British Prime Minister Boris Johnson during a visit to Bestway Wholesale in Manchester. — Alamy Stock photo

Migrants from the Indian subcontinent have moved from humble beginnings to create business empires

Published: Thu 2 Sep 2021, 11:23 PM

  • By
  • Prasun Sonwalkar

A 21-year-old Rawalpindi-born son of a farmer arrived in England on a ship in 1956. His first stop was Bradford, one of the hubs of the Pakistani community. He found employment as a bus conductor and also drove buses for some years, working long double shifts to save money and strike out on his own at some point. By 1963, he had saved enough to open a corner shop in Earl’s Court in London, catering to Asian communities in west London. It soon proved profitable, and he opened a grocery store in the prosperous area of south Kensington. One thing led to another, as he opened a chain of stores over the years, became a wholesaler over the decades and ventured into cement and other areas in Pakistan, and was eventually knighted by Queen Elizabeth in 1999 for services to the food industry and charitable causes.

Today, that man, Anwar Pervez, 86, is one of the richest individuals in Britain and the richest in the Pakistani community with a worth of more than a billion pounds. His Bestway group is the second-largest wholesaler in the UK, the second-largest cement producer in Pakistan and the second-largest private bank in Pakistan, and employs over 25,700 people across the globe. He credits his success to “99 per cent hard work and honesty”, telling Dawn some time ago: “1 per cent is due to luck. How else would a man like me, from a village, reach where I am today? I was lucky to have come here… to have met good people… Sometimes in my dreams — the happy ones, not nightmares — I am back in Bradford, driving a bus and feeling content with life.”

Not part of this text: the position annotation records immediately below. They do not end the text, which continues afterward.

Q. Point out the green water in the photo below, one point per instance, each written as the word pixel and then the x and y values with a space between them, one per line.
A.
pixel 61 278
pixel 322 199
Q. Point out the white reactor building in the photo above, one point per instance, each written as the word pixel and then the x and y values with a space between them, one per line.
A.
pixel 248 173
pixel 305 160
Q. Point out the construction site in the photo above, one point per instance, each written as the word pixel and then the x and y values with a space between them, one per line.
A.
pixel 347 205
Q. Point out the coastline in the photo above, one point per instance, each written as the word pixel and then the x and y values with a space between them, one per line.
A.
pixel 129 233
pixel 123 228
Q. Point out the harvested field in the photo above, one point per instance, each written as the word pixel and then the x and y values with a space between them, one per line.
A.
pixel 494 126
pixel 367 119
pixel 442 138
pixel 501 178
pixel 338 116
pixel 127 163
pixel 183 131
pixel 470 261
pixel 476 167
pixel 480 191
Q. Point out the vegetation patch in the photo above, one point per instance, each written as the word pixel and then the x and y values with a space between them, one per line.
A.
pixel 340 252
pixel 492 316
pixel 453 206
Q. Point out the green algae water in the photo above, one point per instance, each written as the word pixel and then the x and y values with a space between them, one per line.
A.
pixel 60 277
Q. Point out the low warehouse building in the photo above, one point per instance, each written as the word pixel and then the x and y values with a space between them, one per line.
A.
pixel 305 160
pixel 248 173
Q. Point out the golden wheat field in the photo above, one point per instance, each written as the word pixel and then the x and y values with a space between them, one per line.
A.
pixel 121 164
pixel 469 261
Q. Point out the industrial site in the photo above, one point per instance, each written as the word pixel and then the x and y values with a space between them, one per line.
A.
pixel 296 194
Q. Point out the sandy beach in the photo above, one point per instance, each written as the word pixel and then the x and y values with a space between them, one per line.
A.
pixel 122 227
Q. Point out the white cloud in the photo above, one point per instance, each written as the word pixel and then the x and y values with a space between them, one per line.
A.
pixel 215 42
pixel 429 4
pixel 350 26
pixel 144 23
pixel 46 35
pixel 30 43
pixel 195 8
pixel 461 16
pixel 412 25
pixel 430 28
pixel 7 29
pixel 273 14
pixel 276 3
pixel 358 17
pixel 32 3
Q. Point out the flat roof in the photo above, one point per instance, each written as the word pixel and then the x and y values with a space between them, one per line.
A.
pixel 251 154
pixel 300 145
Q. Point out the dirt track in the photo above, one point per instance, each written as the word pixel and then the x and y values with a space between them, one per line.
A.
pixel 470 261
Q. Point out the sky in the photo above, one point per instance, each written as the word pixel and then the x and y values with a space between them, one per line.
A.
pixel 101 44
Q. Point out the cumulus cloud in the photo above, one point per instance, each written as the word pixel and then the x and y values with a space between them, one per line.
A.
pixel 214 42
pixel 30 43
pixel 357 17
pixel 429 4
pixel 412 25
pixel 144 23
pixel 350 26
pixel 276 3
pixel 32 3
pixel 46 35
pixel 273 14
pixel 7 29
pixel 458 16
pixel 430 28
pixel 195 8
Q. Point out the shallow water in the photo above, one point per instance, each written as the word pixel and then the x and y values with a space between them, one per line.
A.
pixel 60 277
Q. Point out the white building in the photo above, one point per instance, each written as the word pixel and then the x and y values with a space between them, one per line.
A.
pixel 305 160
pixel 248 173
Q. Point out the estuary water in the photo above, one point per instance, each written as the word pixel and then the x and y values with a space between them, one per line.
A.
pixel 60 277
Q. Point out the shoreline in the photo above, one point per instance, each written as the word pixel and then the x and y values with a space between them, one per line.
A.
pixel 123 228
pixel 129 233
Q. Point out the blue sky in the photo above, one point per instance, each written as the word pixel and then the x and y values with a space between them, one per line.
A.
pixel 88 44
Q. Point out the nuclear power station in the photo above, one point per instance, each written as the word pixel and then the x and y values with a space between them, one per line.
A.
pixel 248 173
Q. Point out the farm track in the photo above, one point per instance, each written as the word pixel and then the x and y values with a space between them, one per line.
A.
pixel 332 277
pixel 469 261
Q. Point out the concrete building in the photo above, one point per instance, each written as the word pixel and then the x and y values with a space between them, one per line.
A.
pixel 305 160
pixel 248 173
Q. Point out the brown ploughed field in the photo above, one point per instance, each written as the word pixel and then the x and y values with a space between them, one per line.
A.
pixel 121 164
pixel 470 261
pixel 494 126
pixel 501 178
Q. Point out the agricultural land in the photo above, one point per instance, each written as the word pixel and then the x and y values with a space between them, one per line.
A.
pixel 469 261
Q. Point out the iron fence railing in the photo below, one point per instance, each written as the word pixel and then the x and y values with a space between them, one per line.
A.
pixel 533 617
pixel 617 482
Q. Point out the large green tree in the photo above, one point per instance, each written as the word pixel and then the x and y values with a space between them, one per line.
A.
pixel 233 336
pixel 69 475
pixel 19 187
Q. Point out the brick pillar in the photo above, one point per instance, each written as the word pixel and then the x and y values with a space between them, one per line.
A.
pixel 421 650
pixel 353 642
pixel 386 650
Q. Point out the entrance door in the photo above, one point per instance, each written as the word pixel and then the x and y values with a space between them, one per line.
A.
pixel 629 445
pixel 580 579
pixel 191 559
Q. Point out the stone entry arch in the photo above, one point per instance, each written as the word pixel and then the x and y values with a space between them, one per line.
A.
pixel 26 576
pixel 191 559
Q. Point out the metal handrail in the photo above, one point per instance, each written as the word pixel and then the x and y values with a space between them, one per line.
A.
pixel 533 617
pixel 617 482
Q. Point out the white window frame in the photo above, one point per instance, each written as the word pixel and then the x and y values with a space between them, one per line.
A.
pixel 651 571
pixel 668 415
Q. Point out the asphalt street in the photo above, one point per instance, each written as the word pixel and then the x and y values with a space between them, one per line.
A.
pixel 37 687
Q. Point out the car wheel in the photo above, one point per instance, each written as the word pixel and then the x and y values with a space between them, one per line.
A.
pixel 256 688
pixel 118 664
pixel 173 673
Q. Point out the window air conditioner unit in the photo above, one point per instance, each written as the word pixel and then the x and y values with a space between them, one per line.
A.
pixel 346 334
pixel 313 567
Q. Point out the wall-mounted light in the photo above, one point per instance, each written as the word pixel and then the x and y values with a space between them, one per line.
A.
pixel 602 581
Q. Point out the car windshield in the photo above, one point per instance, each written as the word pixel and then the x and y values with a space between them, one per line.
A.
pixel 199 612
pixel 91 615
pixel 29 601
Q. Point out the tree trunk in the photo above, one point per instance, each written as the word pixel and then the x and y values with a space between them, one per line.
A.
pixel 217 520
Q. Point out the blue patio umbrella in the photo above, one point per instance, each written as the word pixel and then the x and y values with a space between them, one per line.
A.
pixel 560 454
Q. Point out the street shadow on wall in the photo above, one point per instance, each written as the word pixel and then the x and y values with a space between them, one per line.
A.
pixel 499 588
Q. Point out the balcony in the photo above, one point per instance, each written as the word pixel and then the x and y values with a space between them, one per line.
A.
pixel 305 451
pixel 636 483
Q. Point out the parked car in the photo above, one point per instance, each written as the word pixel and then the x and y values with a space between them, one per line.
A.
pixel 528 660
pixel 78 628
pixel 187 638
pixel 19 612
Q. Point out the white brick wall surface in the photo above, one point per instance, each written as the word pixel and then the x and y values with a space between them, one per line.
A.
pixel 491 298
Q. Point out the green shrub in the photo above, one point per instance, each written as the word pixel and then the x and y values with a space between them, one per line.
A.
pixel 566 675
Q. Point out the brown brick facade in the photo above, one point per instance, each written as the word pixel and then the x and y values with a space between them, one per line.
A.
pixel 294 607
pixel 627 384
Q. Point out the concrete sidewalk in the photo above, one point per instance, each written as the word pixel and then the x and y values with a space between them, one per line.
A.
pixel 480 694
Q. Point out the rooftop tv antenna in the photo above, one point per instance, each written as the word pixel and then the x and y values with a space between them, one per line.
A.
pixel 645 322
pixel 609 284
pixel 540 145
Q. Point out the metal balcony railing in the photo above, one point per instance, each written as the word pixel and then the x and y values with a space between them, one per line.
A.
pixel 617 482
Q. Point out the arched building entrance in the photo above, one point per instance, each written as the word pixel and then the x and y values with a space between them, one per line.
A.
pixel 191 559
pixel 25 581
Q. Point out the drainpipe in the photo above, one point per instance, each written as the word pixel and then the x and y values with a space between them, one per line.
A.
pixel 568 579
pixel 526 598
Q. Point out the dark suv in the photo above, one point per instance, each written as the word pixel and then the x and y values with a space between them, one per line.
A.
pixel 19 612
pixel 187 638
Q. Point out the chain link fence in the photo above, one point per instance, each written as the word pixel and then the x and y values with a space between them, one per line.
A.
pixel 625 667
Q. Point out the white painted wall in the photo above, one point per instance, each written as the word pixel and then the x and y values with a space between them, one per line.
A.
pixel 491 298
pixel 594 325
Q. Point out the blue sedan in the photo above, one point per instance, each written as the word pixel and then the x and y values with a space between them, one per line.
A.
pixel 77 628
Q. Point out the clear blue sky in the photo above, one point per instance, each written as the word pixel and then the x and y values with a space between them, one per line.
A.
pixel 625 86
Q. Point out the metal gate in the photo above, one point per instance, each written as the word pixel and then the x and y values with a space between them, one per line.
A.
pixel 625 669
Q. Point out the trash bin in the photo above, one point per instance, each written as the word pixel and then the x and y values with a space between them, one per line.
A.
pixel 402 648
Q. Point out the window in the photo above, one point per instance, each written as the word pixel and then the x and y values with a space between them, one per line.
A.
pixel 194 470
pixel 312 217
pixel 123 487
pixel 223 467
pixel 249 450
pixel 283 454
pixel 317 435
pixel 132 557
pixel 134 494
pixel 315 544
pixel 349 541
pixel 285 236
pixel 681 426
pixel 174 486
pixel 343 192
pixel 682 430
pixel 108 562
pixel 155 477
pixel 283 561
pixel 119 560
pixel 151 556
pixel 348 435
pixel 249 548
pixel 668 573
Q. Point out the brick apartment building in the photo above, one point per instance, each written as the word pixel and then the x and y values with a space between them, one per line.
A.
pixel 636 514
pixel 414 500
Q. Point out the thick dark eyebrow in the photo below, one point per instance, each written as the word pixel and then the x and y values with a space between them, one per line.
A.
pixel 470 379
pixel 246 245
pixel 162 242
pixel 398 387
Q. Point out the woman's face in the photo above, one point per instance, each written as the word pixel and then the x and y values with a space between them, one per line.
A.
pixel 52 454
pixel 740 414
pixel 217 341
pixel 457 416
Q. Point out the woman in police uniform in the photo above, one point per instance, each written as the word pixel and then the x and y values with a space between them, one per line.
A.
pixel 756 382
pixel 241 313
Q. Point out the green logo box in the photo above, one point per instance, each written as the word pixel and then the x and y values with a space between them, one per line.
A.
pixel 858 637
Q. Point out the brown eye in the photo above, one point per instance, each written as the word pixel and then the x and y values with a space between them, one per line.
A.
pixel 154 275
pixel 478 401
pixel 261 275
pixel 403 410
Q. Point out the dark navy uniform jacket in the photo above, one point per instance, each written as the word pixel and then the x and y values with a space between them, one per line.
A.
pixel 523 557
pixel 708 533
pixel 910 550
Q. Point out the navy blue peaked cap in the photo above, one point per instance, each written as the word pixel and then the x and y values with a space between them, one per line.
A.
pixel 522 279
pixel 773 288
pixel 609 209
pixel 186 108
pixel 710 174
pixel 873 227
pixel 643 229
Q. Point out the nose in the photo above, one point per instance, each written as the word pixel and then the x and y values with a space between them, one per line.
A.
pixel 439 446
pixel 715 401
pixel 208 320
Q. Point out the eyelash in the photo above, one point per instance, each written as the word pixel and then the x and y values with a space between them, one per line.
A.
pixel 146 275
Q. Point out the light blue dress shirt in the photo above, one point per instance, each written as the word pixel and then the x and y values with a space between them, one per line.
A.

In 1966, ten years after Pervez arrived, a 35-year-old Jalandhar-born man landed in London for medical treatment for his daughter Ambika, who had leukaemia; she, however, passed away. Distraught, the MIT-educated engineer grieved for over a year, seeking solace in religion and philosophy, before returning to the real world and plunged into work “to come to terms with myself”. He took a loan of £5,000 to set up a small steel unit. As in the case of Pervez, one unit led to another, as he expanded into steel conversion and distribution business, and eventually set up a group that opened units and offices in several countries, including India. In 1990, when the cash-strapped London Zoo in Regent’s Park was about to close, he donated £1 million to save it (part of the zoo is named after Ambika). Besides several high-profile roles, the UK government appointed him ambassador for British business for a decade, when he met the top leadership of several countries, including in the Gulf. Today, Swraj Paul, 90, is a member of the House of Lords, has business interests in Dubai, the Gulf, the US, and elsewhere through his Caparo Group, and figures among the richest in Britain. Sitting in his Baker Street office, where he reaches every day by 8.30am or earlier, he says: “I started small, that was my style. My father was not a big businessman, had a small factory, I have always been pro-poor. Basically, we wanted to work hard, make a name for ourselves. We were welcomed in Britain if we worked honestly. I never had any problem growing.”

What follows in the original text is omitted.